3. DublinCore payloads might be a dict
Tests were added to handle dublincore data. An extra attribute may be needed to properly represent the payload, so always returning a dict with at least a name+content (and possibly lang or scheme is the best approach.
Usage
Until version 0.9.19, the recommended way to get metadata was to use get_metadata which will return a string (or None):
From an URL:
>>> import metadata_parser >>> page = metadata_parser.MetadataParser(url="http://www.example.com") >>> print page.metadata >>> print page.get_metadatas('title') >>> print page.get_metadatas('title', strategy=['og',]) >>> print page.get_metadatas('title', strategy=['page', 'og', 'dc',])
From HTML:
>>> HTML = """<here>""" >>> page = metadata_parser.MetadataParser(html=HTML) >>> print page.metadata >>> print page.get_metadatas('title') >>> print page.get_metadatas('title', strategy=['og',]) >>> print page.get_metadatas('title', strategy=['page', 'og', 'dc',])
Malformed Data
It is very common to find malformed data. As of version 0.9.20 the following methods should be used to allow malformed presentation:
>>> page = metadata_parser.MetadataParser(html=HTML, support_malformed=True)
or:
>>> parsed = page.parse(html=html, support_malformed=True) >>> parsed = page.parse(html=html, support_malformed=False)

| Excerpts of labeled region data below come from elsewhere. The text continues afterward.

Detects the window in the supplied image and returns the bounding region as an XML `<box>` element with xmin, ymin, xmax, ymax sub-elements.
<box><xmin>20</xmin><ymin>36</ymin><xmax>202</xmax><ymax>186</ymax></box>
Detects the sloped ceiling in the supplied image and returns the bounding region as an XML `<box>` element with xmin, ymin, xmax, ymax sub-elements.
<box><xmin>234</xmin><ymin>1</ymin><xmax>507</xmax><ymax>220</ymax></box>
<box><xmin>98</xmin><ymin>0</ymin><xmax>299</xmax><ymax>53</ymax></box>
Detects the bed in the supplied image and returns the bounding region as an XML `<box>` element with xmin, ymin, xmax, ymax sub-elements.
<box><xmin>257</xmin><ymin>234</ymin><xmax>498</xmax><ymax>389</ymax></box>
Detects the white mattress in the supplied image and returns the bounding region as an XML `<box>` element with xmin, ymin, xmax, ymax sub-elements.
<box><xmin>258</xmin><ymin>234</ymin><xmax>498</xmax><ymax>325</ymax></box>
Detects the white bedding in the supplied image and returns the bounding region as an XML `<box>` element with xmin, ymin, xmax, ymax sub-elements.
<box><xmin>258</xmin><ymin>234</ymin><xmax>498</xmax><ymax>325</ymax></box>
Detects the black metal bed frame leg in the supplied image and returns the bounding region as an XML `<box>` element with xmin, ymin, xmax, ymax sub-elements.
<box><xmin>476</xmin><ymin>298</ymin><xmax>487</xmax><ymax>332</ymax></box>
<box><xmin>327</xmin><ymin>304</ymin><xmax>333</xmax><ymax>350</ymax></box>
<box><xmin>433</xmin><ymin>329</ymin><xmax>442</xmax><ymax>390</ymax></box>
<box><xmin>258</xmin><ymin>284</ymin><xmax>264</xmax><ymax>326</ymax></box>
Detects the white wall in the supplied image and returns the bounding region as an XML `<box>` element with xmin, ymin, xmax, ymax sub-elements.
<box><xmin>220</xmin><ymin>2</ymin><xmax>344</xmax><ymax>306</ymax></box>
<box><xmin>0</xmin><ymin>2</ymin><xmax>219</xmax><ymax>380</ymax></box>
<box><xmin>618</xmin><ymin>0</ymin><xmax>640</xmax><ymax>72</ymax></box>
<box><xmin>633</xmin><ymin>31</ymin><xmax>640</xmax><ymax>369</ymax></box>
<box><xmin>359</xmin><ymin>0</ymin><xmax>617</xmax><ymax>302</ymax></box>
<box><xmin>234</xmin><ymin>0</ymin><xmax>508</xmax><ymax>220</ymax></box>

The above options will support parsing common malformed options. Currently this only looks at alternate (improper) ways of producing twitter tags, but may be expanded.
Notes
when building on Python3, a static toplevel directory may be needed
This library was originally based on Erik River’s opengraph module. Something more aggressive than Erik’s module was needed, so this project was started.